Ilustrado con una gran foto de un grupo de pasajeros en el tren Belgrano y otras tres más pequeñas y sumamente coloridas de una verdulería y peluquería de barrio y otra del paseo Caminito en el barrio de La Boca, el prestigioso diario francés analiza el pasado reciente argentino y traza un paralelo con la actual crisis griega, afirmando que el país europeo podría apoyarse en “la experiencia argentina”.

Asimismo, resalta que “el boom económico argentino debe mucho al relanzamiento de la economía interior”.

“Incluso si diez millones de argentinos aún no viven en las mejores condiciones, el relanzamiento de la economía ha servido para ayudar a los más necesitados”, da cuenta Libération.

Y prosigue: “la consumación balbuceante es apoyada por los múltiples programas de ayudas sociales puesto en marcha por el gobierno de Néstor Kirchner (2003-2007), luego por su mujer Cristina Fernández: ayudas familiares, subvenciones al transporte y los alimentos, aumentos regulares de los salarios y las jubilaciones, construcciones de viviendas, distribución de ordenadores (netbooks) a los alumnos más pobres...”.

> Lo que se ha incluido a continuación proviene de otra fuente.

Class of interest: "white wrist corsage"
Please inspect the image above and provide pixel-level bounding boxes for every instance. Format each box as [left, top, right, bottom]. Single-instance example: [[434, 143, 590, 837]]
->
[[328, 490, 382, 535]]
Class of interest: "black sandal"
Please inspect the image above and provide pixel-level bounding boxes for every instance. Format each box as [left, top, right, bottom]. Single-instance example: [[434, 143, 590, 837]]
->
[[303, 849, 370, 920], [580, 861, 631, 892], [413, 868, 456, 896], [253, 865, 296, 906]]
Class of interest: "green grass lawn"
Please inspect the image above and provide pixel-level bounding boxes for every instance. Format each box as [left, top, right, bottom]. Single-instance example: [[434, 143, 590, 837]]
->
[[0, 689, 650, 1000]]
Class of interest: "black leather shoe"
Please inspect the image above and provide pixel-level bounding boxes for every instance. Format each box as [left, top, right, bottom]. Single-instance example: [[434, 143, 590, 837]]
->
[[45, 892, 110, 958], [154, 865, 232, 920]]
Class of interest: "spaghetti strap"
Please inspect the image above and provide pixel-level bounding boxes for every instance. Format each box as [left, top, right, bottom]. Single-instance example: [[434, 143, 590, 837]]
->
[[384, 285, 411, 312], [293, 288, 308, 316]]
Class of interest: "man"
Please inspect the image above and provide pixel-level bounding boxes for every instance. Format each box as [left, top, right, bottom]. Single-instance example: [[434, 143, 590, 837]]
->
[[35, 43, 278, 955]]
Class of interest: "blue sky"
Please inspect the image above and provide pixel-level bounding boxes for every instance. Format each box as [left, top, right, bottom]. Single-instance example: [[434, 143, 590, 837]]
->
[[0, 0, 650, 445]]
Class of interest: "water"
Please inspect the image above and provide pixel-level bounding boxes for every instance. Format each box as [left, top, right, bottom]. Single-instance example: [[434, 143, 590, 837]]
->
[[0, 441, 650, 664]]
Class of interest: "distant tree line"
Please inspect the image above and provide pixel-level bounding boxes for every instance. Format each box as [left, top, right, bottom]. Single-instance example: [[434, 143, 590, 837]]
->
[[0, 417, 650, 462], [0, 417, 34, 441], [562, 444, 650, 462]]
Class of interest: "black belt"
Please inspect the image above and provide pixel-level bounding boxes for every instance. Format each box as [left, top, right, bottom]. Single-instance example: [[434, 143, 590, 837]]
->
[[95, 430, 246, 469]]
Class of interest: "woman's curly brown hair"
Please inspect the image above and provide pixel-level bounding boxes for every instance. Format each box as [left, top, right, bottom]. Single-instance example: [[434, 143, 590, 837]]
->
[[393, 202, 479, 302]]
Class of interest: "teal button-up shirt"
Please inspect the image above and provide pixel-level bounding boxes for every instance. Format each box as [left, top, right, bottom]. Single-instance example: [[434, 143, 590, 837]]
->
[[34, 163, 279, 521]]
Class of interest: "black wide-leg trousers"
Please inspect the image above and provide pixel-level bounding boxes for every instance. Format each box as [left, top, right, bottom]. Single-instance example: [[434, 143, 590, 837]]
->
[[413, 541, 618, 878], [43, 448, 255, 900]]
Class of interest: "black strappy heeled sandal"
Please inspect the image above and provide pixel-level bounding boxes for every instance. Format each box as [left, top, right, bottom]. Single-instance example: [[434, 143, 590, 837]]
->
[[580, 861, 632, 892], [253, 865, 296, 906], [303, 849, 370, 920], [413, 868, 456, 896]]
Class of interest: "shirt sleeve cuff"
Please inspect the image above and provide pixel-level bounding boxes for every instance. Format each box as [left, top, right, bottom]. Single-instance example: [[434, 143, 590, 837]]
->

“Un increíble camino se ha recorrido”, sostiene en otro tramo del reportaje Ignacio de Mendiguren, presidente de la Unión Industrial Argentina (UIA) y prosigue: “en 2001 importábamos maíz francés y pomelos israelíes. Hoy consumimos argentino y exportamos de todo, incluido satélites y material informático”.

Según Libération, “una gran parte del parque automotor fue renovado y la clase media vuelve a viajar al exterior, regresa a los restaurantes y centros comerciales a comprar GPS, cámaras de fotos, plasmas o los últimos modelos de teléfonos celulares, que los porteños exhiben para reflejar su éxito”.